What makes Maine's success remarkable is that it is fiscally self-sufficient. Most prominent Division I hockey programs, such as those at Boston College, Minnesota, Wisconsin and Michigan, get a portion of the revenue created by big-money basketball and football programs. But Maine has a below-average Division I-AA football program, and the basketball team has never made the NCAA tournament. It is the hockey team, which generates almost $1.6 million a year annually in ticket revenue, that funds the other 19 varsity sports.

"The hockey team generates income in several different ways," says Scott Lowenberg, Maine's assistant athletic director for marketing. "We have a waiting list for our luxury boxes, and we have more demand for sign space than we have room for. There's a waiting list to buy tickets, and we get a nice cut from merchandise."
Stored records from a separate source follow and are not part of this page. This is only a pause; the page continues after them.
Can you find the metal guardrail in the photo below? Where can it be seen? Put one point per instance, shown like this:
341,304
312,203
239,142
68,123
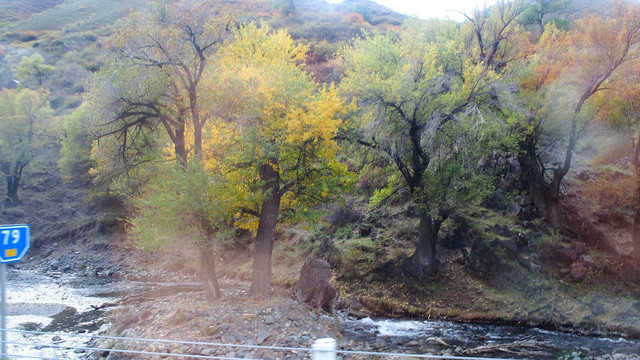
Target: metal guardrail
322,349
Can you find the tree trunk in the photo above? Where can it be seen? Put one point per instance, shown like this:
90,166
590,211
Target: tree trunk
261,277
12,184
423,261
208,270
635,227
544,198
635,236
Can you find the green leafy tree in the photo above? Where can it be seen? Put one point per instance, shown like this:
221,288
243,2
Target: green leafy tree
429,109
75,154
26,120
33,66
148,93
273,145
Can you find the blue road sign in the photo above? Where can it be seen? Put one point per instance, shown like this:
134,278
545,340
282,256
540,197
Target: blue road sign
14,242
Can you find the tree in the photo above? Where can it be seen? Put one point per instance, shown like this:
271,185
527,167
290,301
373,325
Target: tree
424,105
149,90
493,35
568,68
274,142
620,109
33,66
75,154
26,118
152,77
537,13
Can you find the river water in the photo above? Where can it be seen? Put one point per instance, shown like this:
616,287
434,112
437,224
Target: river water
55,304
62,304
470,336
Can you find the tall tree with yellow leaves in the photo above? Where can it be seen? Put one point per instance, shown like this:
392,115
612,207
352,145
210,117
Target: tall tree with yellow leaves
273,140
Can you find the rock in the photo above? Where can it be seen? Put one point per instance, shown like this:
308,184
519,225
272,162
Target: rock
596,308
269,320
502,230
578,272
314,287
364,229
262,337
458,235
354,304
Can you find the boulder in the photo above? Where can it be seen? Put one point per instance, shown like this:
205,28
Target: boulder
578,272
314,286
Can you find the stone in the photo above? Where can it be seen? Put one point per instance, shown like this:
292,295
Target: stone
262,337
314,286
578,272
269,320
596,308
364,229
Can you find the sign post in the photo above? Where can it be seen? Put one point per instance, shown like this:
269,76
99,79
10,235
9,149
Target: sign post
14,243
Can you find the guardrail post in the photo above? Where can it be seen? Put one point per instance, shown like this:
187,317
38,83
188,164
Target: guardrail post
323,349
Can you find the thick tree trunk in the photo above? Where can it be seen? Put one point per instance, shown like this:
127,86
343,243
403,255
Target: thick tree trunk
261,277
635,236
423,261
545,199
13,180
635,227
208,271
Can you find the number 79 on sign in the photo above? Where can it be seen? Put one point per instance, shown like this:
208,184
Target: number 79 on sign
14,242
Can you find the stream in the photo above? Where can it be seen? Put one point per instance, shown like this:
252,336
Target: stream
62,304
58,303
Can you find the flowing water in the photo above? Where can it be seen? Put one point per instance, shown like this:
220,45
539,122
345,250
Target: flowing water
420,336
55,304
62,304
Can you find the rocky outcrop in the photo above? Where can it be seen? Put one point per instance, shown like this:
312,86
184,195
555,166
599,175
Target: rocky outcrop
314,286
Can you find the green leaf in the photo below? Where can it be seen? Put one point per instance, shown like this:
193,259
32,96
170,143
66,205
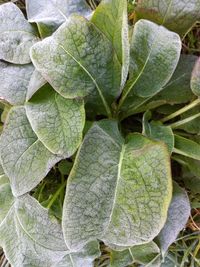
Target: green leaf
118,190
195,79
35,83
154,54
17,35
178,214
142,254
176,15
178,89
111,18
157,131
58,122
84,258
24,158
14,80
187,147
50,14
76,59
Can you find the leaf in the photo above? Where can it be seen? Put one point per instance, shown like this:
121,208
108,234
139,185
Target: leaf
195,79
159,132
142,254
25,160
178,214
176,15
17,35
84,258
58,122
14,80
154,54
118,191
35,83
50,14
177,90
187,147
111,18
78,58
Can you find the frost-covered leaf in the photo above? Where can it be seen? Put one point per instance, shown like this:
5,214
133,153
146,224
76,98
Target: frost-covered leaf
24,158
16,35
187,147
118,191
177,15
178,214
50,14
142,254
157,131
35,83
14,80
84,258
178,89
111,18
76,59
195,79
154,54
58,122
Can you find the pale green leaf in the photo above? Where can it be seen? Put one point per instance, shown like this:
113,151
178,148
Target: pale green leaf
14,80
24,158
142,254
58,122
154,54
187,147
50,14
118,190
76,59
35,83
111,18
178,214
178,89
16,35
177,15
195,79
157,131
84,258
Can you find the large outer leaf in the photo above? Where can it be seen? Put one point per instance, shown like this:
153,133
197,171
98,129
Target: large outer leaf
16,35
195,79
78,58
14,80
142,254
178,215
49,14
154,54
24,158
111,18
57,121
117,192
177,15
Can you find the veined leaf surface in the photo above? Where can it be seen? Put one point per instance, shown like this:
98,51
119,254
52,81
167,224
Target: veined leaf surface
78,58
118,191
154,54
58,122
25,160
16,35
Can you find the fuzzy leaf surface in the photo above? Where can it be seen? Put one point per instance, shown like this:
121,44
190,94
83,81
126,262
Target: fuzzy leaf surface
118,189
14,80
176,15
24,158
154,54
178,214
16,35
58,122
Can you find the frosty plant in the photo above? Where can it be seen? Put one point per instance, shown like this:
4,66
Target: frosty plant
67,67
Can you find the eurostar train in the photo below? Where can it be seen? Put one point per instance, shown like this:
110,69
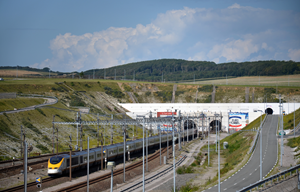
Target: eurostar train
60,164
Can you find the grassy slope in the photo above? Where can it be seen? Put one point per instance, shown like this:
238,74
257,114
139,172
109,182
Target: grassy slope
289,119
239,144
10,104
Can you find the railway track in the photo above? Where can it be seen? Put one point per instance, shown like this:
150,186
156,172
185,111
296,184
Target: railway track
80,185
31,184
108,175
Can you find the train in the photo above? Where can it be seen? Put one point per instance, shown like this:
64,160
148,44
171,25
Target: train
60,164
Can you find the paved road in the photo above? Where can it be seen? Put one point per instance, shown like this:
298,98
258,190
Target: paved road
251,171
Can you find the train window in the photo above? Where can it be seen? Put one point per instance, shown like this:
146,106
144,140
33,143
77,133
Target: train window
74,160
55,159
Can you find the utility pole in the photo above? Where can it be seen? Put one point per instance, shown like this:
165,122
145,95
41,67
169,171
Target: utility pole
208,139
173,145
81,146
101,151
77,129
260,150
53,135
124,149
56,141
70,163
21,139
144,154
187,128
294,118
25,166
111,131
88,164
98,134
281,124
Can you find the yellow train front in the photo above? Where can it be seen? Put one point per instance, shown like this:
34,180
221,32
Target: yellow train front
56,164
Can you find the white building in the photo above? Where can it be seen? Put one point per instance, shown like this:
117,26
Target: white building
253,110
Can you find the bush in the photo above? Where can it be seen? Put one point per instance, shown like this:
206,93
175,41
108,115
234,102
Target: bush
166,95
42,148
206,88
113,92
76,101
148,93
30,126
40,111
183,170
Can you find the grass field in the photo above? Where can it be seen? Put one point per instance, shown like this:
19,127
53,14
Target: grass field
10,104
286,80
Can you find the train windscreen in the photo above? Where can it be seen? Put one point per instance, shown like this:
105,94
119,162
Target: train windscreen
55,159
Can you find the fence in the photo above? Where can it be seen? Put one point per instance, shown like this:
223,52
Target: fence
8,95
277,177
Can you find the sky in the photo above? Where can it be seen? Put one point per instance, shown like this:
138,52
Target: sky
73,35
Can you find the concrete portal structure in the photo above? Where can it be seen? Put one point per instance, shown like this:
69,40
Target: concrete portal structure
253,110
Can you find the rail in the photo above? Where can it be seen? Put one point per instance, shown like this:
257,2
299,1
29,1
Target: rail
277,177
256,137
156,176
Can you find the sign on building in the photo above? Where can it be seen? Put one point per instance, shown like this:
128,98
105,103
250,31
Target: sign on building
238,120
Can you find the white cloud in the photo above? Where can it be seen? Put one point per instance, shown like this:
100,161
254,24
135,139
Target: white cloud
236,33
234,6
294,54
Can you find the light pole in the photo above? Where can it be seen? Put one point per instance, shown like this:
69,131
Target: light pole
218,146
260,147
187,128
173,150
208,139
281,132
294,118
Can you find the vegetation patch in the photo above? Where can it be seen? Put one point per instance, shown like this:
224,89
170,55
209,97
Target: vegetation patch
76,101
41,111
165,95
289,120
42,148
184,169
30,126
113,92
206,88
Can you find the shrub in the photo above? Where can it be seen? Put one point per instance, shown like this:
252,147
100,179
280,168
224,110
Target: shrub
206,88
42,148
76,101
113,92
30,126
40,111
183,170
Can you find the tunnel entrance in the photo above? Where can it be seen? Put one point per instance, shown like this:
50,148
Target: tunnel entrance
269,111
190,124
214,124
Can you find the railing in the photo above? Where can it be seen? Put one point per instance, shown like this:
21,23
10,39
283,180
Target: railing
277,177
257,134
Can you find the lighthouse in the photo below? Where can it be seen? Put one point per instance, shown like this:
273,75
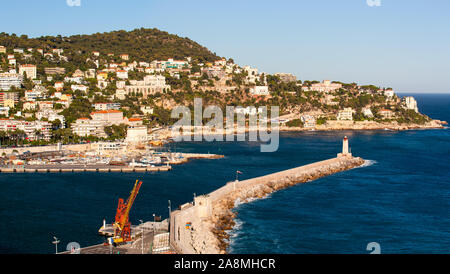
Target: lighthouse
345,148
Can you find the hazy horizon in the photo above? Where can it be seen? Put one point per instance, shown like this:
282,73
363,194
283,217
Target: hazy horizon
400,44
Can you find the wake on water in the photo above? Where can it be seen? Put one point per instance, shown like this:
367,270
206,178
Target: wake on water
236,231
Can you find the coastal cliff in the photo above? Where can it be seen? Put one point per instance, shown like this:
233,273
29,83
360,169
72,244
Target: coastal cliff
201,227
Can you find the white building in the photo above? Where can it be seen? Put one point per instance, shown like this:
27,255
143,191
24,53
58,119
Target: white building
345,115
34,130
51,116
122,74
150,85
82,88
325,86
410,103
30,71
107,106
85,127
389,93
147,110
308,121
137,134
367,112
260,90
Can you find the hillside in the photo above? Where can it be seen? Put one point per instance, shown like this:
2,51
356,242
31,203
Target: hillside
145,44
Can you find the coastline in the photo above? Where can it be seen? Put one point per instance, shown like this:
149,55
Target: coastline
211,216
329,126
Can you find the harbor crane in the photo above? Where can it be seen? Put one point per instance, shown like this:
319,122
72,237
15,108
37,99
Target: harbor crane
122,225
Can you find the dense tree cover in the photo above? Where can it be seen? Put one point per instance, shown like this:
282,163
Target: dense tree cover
80,107
140,44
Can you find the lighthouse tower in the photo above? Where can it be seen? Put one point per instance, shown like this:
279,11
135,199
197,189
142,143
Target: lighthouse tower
345,149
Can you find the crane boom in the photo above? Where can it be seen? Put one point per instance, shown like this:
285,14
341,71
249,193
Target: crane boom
122,231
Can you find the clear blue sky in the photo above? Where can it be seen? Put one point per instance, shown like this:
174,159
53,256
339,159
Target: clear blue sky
403,44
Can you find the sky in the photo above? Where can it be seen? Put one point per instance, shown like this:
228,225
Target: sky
402,44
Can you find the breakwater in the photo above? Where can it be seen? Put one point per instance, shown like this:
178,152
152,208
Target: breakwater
201,227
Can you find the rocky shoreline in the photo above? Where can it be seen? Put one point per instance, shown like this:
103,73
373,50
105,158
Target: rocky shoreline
223,215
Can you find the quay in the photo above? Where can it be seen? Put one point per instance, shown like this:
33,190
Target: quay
200,227
79,168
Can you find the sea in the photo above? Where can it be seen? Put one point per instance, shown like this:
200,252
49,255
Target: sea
398,201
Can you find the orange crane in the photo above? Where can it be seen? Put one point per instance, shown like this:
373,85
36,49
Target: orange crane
122,225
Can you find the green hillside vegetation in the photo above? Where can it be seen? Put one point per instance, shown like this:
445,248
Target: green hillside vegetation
140,44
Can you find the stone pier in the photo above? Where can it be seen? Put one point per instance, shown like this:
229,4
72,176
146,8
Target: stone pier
201,227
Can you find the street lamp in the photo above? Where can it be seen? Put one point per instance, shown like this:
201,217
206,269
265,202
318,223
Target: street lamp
56,242
142,237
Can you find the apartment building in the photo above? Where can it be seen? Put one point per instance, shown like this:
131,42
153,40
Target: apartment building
8,80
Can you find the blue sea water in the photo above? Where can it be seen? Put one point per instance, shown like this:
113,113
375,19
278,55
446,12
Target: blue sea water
399,200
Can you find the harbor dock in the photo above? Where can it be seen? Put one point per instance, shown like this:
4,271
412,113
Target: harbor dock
201,227
77,169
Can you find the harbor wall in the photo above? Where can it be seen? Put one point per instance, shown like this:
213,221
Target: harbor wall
201,227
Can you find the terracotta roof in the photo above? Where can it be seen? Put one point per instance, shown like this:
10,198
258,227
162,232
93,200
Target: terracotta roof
106,111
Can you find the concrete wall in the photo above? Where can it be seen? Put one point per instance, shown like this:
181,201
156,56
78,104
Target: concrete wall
204,216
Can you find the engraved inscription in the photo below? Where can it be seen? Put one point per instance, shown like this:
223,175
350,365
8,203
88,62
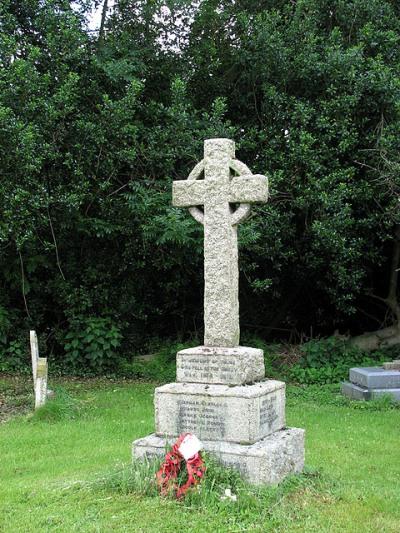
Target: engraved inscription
202,417
268,413
207,368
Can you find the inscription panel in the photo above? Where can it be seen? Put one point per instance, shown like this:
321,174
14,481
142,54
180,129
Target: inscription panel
204,418
219,413
268,412
228,366
208,369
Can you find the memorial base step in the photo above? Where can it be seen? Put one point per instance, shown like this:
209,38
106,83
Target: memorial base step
266,462
356,392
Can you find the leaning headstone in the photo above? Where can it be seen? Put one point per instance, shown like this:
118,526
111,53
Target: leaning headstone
221,394
368,383
39,371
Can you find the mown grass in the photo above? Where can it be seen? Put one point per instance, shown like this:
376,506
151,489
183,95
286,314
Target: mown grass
67,468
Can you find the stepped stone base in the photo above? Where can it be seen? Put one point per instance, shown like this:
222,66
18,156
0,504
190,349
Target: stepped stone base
226,366
356,392
242,414
265,462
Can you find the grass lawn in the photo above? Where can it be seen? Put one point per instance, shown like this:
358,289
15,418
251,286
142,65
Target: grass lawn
52,467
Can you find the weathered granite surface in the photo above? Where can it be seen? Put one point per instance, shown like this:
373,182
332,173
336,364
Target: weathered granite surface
215,193
242,414
240,422
375,378
229,366
267,461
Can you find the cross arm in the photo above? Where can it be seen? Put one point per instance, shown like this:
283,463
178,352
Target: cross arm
188,193
248,189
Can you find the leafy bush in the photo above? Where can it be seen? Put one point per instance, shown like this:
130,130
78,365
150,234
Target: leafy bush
159,367
91,343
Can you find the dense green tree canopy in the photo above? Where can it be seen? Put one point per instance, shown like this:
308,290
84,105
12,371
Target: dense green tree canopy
94,126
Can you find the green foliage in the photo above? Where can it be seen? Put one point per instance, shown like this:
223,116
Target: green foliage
159,367
94,129
92,343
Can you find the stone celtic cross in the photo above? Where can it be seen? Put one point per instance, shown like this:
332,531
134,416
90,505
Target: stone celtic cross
226,182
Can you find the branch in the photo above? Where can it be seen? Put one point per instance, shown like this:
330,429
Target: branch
23,284
55,244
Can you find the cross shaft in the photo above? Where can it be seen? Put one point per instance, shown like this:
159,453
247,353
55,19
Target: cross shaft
215,193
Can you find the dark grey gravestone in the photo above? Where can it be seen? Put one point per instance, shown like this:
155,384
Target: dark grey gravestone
355,392
375,378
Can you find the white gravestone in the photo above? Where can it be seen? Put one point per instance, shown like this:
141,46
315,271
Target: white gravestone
39,371
221,393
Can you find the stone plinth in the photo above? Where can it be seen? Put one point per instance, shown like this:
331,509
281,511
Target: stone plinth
242,414
267,461
219,395
228,366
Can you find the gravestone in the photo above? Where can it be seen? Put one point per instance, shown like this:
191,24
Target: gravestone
39,372
221,394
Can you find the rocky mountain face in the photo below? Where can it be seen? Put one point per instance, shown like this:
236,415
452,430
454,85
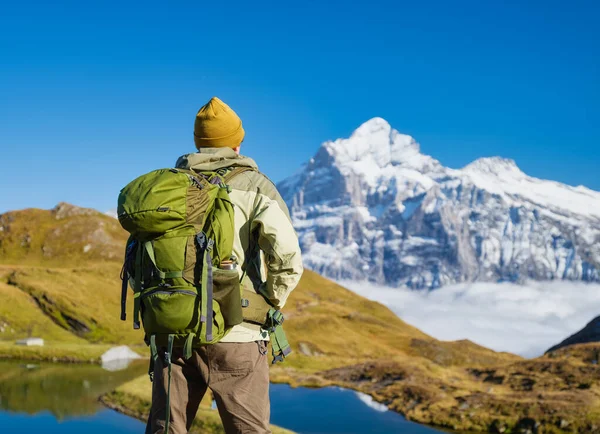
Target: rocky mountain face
373,207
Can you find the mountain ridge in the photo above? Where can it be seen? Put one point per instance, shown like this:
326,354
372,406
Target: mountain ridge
373,207
339,338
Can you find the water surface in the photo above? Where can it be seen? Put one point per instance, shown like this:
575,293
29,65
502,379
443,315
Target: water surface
63,399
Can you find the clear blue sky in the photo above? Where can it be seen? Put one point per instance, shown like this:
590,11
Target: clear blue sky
93,94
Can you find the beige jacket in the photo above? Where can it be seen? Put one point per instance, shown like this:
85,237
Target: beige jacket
264,232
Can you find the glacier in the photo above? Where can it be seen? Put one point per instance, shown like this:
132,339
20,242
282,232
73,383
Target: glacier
373,207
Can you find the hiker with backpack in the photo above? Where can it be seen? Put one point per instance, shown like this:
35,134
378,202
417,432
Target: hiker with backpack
212,259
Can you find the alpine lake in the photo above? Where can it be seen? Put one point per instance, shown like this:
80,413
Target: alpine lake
64,399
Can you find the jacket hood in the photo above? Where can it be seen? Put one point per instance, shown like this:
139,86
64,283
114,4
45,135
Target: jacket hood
209,159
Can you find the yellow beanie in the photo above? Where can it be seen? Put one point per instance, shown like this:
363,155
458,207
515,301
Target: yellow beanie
217,126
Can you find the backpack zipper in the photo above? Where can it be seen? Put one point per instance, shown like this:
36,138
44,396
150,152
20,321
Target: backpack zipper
162,291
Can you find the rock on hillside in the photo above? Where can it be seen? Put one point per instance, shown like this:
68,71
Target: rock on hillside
374,207
66,231
337,336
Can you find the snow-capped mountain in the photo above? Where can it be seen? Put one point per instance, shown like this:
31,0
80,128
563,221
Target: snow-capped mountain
373,207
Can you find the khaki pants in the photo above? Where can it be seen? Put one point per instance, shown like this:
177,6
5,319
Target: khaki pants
237,374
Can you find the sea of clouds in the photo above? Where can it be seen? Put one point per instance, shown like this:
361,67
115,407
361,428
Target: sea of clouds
522,319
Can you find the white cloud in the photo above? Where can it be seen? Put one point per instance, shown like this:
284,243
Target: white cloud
522,319
369,402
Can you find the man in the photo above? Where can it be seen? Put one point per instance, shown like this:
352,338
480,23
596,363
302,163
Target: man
235,369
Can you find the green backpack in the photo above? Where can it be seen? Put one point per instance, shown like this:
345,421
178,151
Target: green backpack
182,231
180,264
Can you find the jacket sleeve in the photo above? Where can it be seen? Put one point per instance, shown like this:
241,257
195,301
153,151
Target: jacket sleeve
279,243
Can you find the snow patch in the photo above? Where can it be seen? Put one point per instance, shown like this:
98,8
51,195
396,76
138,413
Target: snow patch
370,402
118,358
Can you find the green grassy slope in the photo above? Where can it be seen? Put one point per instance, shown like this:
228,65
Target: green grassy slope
64,286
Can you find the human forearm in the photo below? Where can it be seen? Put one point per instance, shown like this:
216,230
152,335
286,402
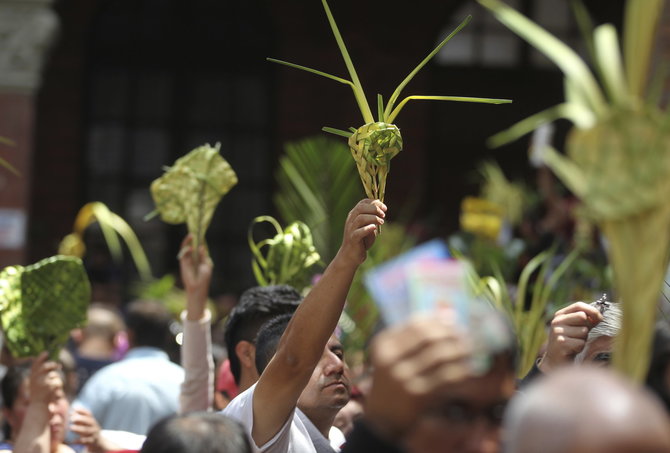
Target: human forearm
316,318
197,390
34,436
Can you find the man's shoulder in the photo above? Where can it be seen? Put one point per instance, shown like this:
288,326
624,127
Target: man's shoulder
240,404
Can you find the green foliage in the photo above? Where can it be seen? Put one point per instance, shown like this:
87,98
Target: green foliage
315,187
289,256
361,314
189,191
166,291
528,316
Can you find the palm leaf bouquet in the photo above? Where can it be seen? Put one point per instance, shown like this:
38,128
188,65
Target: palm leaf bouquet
617,156
286,258
374,144
190,190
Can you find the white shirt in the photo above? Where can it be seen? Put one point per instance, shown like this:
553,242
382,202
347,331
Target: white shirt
291,438
134,393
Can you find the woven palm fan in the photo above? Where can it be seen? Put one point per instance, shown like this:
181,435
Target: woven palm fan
374,144
40,304
189,191
618,157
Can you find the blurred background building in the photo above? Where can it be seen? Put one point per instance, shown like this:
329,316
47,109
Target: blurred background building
99,95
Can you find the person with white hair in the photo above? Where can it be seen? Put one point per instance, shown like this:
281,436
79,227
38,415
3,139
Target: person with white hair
585,410
579,333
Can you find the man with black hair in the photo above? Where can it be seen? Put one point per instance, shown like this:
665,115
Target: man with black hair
313,404
439,385
257,306
197,432
134,393
307,369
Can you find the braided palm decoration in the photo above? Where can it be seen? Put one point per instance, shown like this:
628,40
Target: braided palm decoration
376,143
189,191
40,304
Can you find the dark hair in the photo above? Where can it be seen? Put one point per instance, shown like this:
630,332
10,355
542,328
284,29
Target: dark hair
660,360
11,383
257,306
268,339
197,432
149,322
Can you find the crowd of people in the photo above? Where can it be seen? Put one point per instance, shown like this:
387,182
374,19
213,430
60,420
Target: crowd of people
436,383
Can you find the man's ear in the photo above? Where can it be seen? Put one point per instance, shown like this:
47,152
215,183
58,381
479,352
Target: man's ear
246,352
8,416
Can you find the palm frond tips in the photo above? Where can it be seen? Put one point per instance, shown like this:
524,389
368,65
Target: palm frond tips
372,171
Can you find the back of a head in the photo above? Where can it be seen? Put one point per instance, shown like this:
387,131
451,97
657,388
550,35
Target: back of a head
103,322
148,323
257,306
268,339
585,409
198,432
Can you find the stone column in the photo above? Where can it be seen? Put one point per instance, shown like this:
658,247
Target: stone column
27,29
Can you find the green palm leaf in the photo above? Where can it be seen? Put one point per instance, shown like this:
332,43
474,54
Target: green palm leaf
316,187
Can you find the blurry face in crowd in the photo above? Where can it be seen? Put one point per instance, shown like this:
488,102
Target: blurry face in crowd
329,387
597,352
468,416
345,418
58,411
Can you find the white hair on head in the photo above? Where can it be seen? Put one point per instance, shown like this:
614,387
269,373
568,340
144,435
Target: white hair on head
608,327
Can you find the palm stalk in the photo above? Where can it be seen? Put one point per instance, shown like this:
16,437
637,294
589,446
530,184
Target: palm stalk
286,258
530,323
374,144
618,159
112,226
315,186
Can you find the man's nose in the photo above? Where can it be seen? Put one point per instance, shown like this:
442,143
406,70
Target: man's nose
335,365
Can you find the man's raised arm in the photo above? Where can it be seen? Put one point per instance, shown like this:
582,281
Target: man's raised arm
306,336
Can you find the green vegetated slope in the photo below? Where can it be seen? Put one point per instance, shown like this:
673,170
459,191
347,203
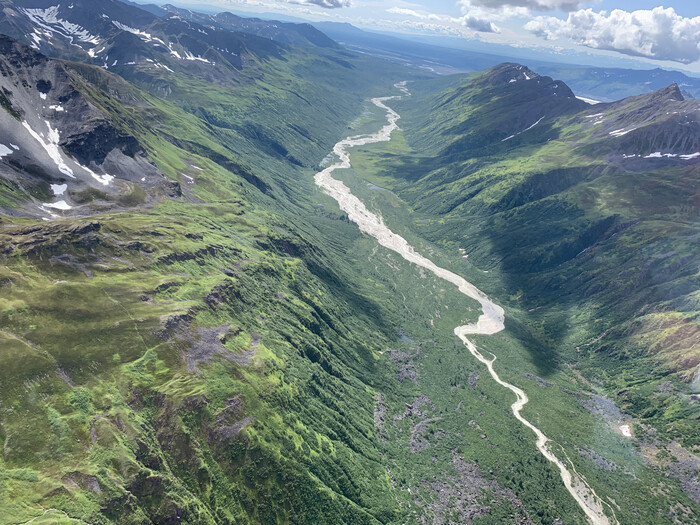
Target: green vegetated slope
203,359
227,353
235,351
582,221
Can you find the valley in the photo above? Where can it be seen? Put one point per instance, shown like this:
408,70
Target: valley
491,321
480,307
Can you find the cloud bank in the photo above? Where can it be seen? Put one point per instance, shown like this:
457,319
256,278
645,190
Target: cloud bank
536,5
328,4
659,33
470,21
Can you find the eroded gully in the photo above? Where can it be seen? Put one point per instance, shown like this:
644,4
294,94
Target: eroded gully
490,321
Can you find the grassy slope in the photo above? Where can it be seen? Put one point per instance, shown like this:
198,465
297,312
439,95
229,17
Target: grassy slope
206,360
524,214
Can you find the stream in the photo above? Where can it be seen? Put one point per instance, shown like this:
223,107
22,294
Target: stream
491,320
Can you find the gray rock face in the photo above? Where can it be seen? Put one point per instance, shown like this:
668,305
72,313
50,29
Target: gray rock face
58,145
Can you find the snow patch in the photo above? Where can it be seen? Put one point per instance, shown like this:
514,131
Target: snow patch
626,430
102,179
588,100
523,131
48,19
51,147
60,205
59,189
620,132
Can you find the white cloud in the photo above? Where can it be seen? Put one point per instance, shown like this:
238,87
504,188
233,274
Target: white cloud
479,24
328,4
475,11
538,5
659,33
470,21
415,14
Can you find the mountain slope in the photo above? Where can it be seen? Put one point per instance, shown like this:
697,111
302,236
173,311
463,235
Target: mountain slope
283,32
583,220
67,147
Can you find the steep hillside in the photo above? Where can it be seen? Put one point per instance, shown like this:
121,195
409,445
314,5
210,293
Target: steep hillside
212,355
195,333
284,32
66,152
588,212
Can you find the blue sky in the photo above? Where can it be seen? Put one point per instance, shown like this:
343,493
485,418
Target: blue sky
667,35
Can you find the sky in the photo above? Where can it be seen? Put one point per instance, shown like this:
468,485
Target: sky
665,35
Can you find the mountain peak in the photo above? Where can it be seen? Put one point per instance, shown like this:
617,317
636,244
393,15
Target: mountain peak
509,73
671,92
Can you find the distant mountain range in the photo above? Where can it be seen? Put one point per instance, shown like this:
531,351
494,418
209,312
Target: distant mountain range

Because a bigger arena would allow the athletic department to raise more capital, there has been talk of expanding Alfond yet again, but Walsh will hear nothing of it. "I wouldn't want a bigger place," he says. "The way it is now is special, and it's too valuable for our recruiting."

That recruiting is the key to Maine's on-ice success. While most college hockey powers have a home-grown recruiting base, high-school hockey is not big enough in Maine to produce the kind of talent needed for a top Division I program. Eric Turgeon, a sophomore defenseman from Augusta, is the only Maine native on the roster, and he has played in just three games this season.

"[Maine] isn't a hockey hotbed," Walsh says. "There aren't a lot of rinks, and good high-school competition is so spread out. And that makes it tough for kids to develop into the kinds of players needed to play at this level."

Thus, Walsh and assistant Grant Standbrook have to scour North America and Europe for talent. This season Maine has players from seven states (including Alaska), five Canadian provinces and three European countries. Says Walsh: "We're called `Team U.N.' now."